Peter n'a pas de légume tabou. Il prépare les choux de Bruxelles en sachant qu'ils risquent de rebuter. Alors le serveur encourage en promettant que si ça plait pas ce ne sera pas sur l'addition. Une fois goutés, il n'y a plus d'appréhension parce que ces petits choux qui ont été baignés dans une eau citronnée avec de la menthe avant leur cuisson n'ont rien à voir avec le souvenir qu'on peut en avoir gardé d'un déjeuner de cantine. Actuellement ce sont des choux rouges qui ont été préparés et qui embaument la cuisine.
La soupe mijote gentiment sur le fourneau. Tout est préparé sur place, même les buns s'il y a des hamburgers de prévus.
Pour le moment le restaurant n'est ouvert que le soir mais le projet est de commencer à l'heure du déjeuner l'an prochain. Il y a encore des aménagements à terminer mais l'ancien PMU se métamorphose progressivement en bistrot cosy en conservant un décor simple et brut, avec des poutres et des pierres apparentes, de grands radiateurs, des étagères bricolées à partir de casiers à bouteilles, des assiettes de grès venant de La Borne, un village de potiers situé dans le Berry et que je connais bien. Chaque dernier week-end de novembre je vais rencontrer une potière qui me surprend toujours avec ses nouvelles créations à prix modestes. Cela se passe à l'école Steiner, à Verrières-le-Buisson (91) et je vous encourage à y faire un tour bientôt.
L'endroit fêtera sa première année le 28 novembre prochain et ce sera barbecue de midi à minuit pour l'occasion. L'équipe est confiante. Sans être dans les guides ils comptent 150 à 250 assiettes le soir et ont la chance de refuser beaucoup de monde. 
Une seule (petite) ardoise passe de table en table le soir et le serveur explique les plats. C'est le coté "petites assiettes à partager" qui plait à la bande, comme à la clientèle.

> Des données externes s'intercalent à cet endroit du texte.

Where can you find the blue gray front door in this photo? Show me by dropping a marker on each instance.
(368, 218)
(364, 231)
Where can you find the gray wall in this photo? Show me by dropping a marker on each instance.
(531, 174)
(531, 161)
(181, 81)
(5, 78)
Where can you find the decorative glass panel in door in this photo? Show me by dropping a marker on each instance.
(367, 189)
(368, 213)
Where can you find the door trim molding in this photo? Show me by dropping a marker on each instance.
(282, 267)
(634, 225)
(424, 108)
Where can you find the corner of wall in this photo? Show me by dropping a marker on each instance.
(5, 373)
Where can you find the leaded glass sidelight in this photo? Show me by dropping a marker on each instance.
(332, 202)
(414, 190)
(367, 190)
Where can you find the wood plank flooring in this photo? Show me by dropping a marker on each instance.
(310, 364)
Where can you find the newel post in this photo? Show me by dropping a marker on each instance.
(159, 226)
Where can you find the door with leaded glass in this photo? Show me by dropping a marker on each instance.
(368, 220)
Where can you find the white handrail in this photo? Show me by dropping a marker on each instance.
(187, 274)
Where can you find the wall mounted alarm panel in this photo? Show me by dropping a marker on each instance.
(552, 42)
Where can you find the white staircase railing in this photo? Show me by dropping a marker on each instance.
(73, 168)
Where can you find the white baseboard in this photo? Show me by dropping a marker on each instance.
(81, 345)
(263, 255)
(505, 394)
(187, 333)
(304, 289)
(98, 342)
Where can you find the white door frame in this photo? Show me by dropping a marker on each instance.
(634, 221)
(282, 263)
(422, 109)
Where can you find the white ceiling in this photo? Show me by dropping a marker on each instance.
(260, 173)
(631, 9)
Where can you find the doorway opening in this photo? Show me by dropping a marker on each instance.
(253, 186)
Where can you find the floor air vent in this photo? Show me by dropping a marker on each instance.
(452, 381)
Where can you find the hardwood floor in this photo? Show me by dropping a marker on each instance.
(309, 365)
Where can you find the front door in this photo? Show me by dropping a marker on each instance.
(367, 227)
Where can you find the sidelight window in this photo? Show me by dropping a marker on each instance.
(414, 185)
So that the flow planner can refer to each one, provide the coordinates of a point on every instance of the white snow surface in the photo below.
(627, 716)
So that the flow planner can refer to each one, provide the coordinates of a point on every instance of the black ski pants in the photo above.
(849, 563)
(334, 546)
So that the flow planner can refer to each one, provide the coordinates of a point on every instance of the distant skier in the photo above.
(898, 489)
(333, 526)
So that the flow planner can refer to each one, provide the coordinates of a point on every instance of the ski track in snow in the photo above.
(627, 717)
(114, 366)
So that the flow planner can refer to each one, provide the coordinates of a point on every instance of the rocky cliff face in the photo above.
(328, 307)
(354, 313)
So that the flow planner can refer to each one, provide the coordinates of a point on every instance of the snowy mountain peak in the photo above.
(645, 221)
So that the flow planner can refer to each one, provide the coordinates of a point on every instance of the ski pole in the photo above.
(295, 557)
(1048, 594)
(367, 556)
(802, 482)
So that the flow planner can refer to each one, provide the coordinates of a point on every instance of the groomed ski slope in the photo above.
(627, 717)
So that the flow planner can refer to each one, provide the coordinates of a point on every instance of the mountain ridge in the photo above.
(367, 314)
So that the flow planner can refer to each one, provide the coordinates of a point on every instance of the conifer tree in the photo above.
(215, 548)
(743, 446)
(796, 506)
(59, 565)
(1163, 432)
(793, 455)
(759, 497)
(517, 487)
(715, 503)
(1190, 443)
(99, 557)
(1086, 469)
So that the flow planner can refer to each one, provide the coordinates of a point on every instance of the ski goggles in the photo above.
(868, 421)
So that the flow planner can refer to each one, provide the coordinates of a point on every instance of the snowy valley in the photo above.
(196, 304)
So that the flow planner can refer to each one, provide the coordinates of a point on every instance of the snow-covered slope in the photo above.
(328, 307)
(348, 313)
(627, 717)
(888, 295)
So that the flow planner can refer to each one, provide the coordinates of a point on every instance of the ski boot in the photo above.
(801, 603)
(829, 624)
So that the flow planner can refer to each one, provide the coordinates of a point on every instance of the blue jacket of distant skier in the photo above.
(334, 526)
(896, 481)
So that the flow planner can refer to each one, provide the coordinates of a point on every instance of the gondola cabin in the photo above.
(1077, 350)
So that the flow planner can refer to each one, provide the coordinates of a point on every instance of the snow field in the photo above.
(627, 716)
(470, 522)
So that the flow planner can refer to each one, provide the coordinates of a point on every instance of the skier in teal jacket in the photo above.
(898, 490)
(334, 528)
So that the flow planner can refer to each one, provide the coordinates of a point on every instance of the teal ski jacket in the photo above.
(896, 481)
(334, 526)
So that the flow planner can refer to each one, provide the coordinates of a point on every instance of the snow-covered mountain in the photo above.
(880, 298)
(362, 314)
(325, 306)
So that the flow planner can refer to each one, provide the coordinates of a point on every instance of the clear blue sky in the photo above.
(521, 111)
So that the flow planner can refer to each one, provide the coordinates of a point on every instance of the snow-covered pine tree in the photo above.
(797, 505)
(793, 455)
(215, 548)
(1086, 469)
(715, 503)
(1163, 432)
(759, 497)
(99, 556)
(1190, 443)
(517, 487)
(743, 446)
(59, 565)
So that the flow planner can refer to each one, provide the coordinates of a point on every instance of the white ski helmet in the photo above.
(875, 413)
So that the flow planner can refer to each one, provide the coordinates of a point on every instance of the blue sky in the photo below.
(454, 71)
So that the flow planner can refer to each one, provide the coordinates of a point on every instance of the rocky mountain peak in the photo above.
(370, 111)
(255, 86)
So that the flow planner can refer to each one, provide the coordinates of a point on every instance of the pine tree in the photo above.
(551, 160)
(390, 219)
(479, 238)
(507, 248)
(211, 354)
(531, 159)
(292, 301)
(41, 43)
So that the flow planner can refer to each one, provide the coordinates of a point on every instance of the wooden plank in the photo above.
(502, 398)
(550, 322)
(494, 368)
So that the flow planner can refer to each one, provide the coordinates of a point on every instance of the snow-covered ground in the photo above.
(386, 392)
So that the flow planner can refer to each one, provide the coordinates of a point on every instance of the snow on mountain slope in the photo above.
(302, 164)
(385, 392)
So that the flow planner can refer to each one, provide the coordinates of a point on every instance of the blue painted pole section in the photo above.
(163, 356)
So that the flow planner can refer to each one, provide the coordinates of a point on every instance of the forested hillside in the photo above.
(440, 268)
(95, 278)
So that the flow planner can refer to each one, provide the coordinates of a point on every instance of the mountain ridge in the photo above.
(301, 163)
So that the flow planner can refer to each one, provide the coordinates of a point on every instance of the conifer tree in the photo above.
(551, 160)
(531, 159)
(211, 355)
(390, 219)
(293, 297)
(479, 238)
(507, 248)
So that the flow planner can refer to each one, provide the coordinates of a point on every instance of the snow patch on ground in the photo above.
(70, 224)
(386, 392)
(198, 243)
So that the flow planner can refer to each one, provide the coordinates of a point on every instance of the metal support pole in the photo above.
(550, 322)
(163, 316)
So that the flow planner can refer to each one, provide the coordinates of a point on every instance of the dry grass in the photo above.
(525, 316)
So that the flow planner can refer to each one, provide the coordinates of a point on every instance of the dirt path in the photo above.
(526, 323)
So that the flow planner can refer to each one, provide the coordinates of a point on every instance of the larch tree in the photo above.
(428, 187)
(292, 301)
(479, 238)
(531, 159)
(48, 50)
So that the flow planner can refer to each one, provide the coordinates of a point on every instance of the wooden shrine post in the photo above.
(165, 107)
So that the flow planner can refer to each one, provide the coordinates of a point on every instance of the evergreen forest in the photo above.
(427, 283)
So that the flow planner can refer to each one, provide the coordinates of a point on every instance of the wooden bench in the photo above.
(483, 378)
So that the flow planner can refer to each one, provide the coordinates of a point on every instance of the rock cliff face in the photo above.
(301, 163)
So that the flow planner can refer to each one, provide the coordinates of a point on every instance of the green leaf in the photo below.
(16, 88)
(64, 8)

La musique n'est jamais très forte, pour ne pas couvrir les conversations et privilégier la vitalité de l'ambiance qui est sous la responsabilité des convives.

Coté dessert cela reste simple avec des fruits de saison, une tarte au citron, une ganache chocolat et quand on a de la chance, une Pecan Pie dont Quina la pâtissière (à droite sur la photo) est la spécialiste.
Et puis, bien sûr beaucoup de fromages parfaitement affinés qui s'allieront avec les vins. Comme ces chèvres frais en provenance directe du Maine-et-Loire ou quelques autres du Quercy.

C'est une région qu'Edouard Bergeon affectionne. Il y a réalisé le documentaire les Fils de la Terre à partir de la vie quotidienne de Sébastien Itard et qui a été adapté au théâtre par Elise Noiraud et que j'ai vu il y a deux semaines. Et il soutient la démarche des éleveurs qui commercialisent leur lait et leurs fromages sous le nom de Vallée du Lot.

Il défendra aussi Alexandre Bain à qui on vient de retirer le droit de mentionner Pouilly Fumé sur ses bouteilles pour d'obscures intérêts, parce qu'il travaille dans son chai à l'abri de tout procédé technologique et oenologique, sans ajout de levure, de sucre, d'enzymes, ni de de colles. Son reportage s'intitulera "la vie sans AOC".

Il s'apprête à partir en Ethiopie pour tourner un 52 minutes pour France 5 sur les petits producteurs de miel. Le sujet est d'actualité et de magnifiques photos sont exposées actuellement sur les grilles du Jardin du Luxembourg.
Pour Edouard ce sera le début d'une série qui l'entraînera à la découverte du poivre, du riz, du safran ... que l'on peut s'attendre à retrouver dans les assiettes du restaurant sous l'impulsion des jeunes chefs avec qui il s'est associé.

Il ne faut pas quitter ce quartier du boulevard du Temple sans aller chiner dans la Boutique Bis Solidaire qui est presque en face du restaurant, au numéro 7 (tel : 01 44 78 11 08). Elle offre à tout le monde, hommes et femmes, l'opportunité d'enrichir sa garde-robe de vêtements griffés, sans dépenser une fortune et faire oeuvre de réinsertion sociale.

J'y ai vu de très jolies robes et chaussures à moins de 10 euros. C'est déjà une référence dans le monde de la mode.